Mungkin terlalu lama modar dihancurkan feodalisme raja-rajanya dahulu. Atau juga terlalu lama dimanipulasi oleh penjajahan asing. Mungkin juga terlalu lama dipecundangi Orde Lama dan Orde Baru ditambah Orde Pasca Orba. Akibatnya sirnalah keberanian dan kebebasan jiwa mereka. Yang menumpuk ialah jiwa-jiwa yang terkekang ketakutan. Takut dengan ancaman penguasa, dan takut tidak makan esok hari.
Agama ada, tapi lebih banyak menenangkan potensi pemborantakan hati mereka. Padahal pemberontakan itu adalah cetusan kemerdekaan jiwa yang tidak mau dikekang. Para pejabat religinya yang menyaru jadi ulama atau kyai haji atau ustadz atau Habib, lebih banyak menenangkan hati mereka supaya padam api pemberontakan atas ketidakadilan di depan mata mereka ketimbang membimbing mereka kepada pemberontakan jiwa yang efektif dan sistematika.
Jadilah rakyat itu tak lebih dari pada domba-domba yang bimbang, bingung, murung, kecut, pesimis, putus asa dan lari dari jeritan jiwa alami mereka sebagai manusia yang lazimnya anti terhadap ketidakadilan dalam bentuk apa pun.
Pabila mereka mulai menunjukkan jiwa pemberontak mereka, tali kekang yang digenggam para pejabat religi maupun tali pecut yang dipegang oleh penguasa, aktif menghalau mereka. Setiap kali mereka menunjukkan gelagat memberontak, teror atas nama pasal-pasal pidana, disemburkan ke wajah pilu mereka. Demikianlah realita rakyat dan negerinya yang serba kontradiksi di Indonesia.
Tak ada kedaulatan rakyat alias demokrasi di sini. Walaupun satu kontainer buku politik menuliskan demokrasi Indonesia, ketahuilah itu hanya omong kosong.
Hari-hari ini yang eksisting adalah kedaulatan kuasa para pemilik konglomerasi. Kami kerap menyebutnya di sini taipanokrasi atawa korporatokrasi.
Kemunculan taipanokrasi mereka semula difasilitasi oleh Orba Soeharto. Namun setelah itu rasanya telah menjelma menjadi penguasa yang sebenarnya. Bahkan sebelum Orba itu hancur berkeping-keping pada peristiwa Kelompok Jimbaran di Bali.
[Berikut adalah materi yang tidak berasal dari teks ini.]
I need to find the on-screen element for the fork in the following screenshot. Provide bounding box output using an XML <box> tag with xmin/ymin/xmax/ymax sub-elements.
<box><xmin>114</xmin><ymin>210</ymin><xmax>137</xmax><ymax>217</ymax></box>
Mengumpal saat mereka bikin skema penyelamatan kuasa mereka lewat BLBI. Sejak itu mereka bagaikan suatu gurita. Lepas dari bayang ayang militer. Justru merekalah yang membayangi setiap pos-pos kekuasaan di negeri yang tragis ini.
Tragis bagi rakyat kebanyakan, tapi kenikmatan bagi elit-elit khianat akan amanat rakyat yang telah jutaan meregang nyawa demi sebuah kemerdekaan.
Bila ada contoh negeri yang sempurna korporatokrasinya, ketahuilah itu Indonesia, yang membentang di lintasan garis equator. Seluruh pulau-pulaunya bukan milik warisan rakyat. Tapi milik negara yang dilegitimasi oleh konstitusi state. Masalahnya siapa pemilik negara di dalam operasi korporatokrasi? Siapa lagi kalau bukan yang punya duit.
Wajarlah kemudian jika disebut sistem eksisting kami hari ini adalah dari rakyat, yaitu negara dan seluruh tanah dan kandungan kekayaannya berasal dari rakyat, oleh rakyat, bahwa kekayaan dari hasil bumi itu diolah oleh tenaga rakyat, tapi untuk para taipan. Rakyat cuma dapat sisanya saja. Padahal para taipan itu siapa dan dari mana, kagak jelasss.